I have a requirement where I have to implement two checks on a csv file:

Check to see if the value in first column is duplicate, if any value is duplicate script should exit.
Check to verify if the value at second column is between "yes" or "no", if it is anything else script should exit.

My input file looks like:
hiring,no
system,yes
hiring,yes
quota,no

OS is solaris.

I have been trying to implement/list my first requirement using awk but without any success, i tried this but there is no output:

awk 'x[$1]++ == 1 { print $1 " is duplicated"}' FILENAME

awk'x[$1]++FS=","

is not working either, since above file has hiring at two places script should come out.

Please advise.

MadeInGermany · April 25, 2013, 5:45am

You need to exit after the print .

hanson44 · April 25, 2013, 5:55am

$ cat input
hiring,no
system,yes
hiring,yes
quota,no
quota,maybe

$ sort input | awk 'NR == 1 {p=$1; next} p == $1 { print $1 " is duplicated"} {p=$1}' FS=","
hiring is duplicated
quota is duplicated

$ awk '$2 != "yes" && $2 != "no" { print $2 " on line " NR " is not yes/no"}' FS="," input
maybe on line 5 is not yes/no

In a shell script, save the output from each awk command to a file, and use [ -s file ] to determine whether to exit the script or not.

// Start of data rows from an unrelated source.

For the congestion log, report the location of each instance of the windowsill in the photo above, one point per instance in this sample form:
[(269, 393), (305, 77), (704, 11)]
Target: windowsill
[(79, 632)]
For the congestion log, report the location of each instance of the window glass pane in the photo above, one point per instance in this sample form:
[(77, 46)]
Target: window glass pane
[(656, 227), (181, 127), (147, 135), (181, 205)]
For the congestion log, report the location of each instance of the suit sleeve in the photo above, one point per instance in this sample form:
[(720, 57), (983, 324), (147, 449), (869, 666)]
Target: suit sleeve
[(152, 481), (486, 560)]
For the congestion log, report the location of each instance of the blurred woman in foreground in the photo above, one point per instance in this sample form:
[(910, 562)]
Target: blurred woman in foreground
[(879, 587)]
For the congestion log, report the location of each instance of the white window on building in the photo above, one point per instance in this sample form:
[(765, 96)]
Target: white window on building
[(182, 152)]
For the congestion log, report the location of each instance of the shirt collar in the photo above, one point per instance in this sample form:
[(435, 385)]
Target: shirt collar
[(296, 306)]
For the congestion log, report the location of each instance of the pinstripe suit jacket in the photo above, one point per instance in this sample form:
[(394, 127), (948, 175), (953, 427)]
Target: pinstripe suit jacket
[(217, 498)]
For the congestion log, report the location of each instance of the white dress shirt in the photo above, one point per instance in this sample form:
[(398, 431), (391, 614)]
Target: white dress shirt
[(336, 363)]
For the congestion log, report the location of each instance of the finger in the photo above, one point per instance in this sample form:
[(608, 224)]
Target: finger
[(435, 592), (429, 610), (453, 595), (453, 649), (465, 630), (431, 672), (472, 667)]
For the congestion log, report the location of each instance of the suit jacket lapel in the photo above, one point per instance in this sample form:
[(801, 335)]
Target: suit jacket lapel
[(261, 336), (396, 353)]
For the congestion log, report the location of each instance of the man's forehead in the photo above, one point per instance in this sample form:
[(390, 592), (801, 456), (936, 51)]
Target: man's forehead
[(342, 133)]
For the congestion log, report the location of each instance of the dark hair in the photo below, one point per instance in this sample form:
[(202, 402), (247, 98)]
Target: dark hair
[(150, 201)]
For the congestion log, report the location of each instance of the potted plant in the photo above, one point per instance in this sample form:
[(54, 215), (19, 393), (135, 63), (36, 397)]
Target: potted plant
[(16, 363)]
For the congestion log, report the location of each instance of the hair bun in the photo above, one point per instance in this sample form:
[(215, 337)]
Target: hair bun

Yoda · April 25, 2013, 9:14am

Perform pre-increment and check if greater than 1 to identify duplicates:

awk -F, ' ++A[$1] > 1 { print $1 "is duplicate"; exit 1 } ' file

avikaljain · May 9, 2013, 5:20am

Thank you to both of you hanson44 and Yoda, I used both the utilities in my script and they are working absolutely file. Thank you again.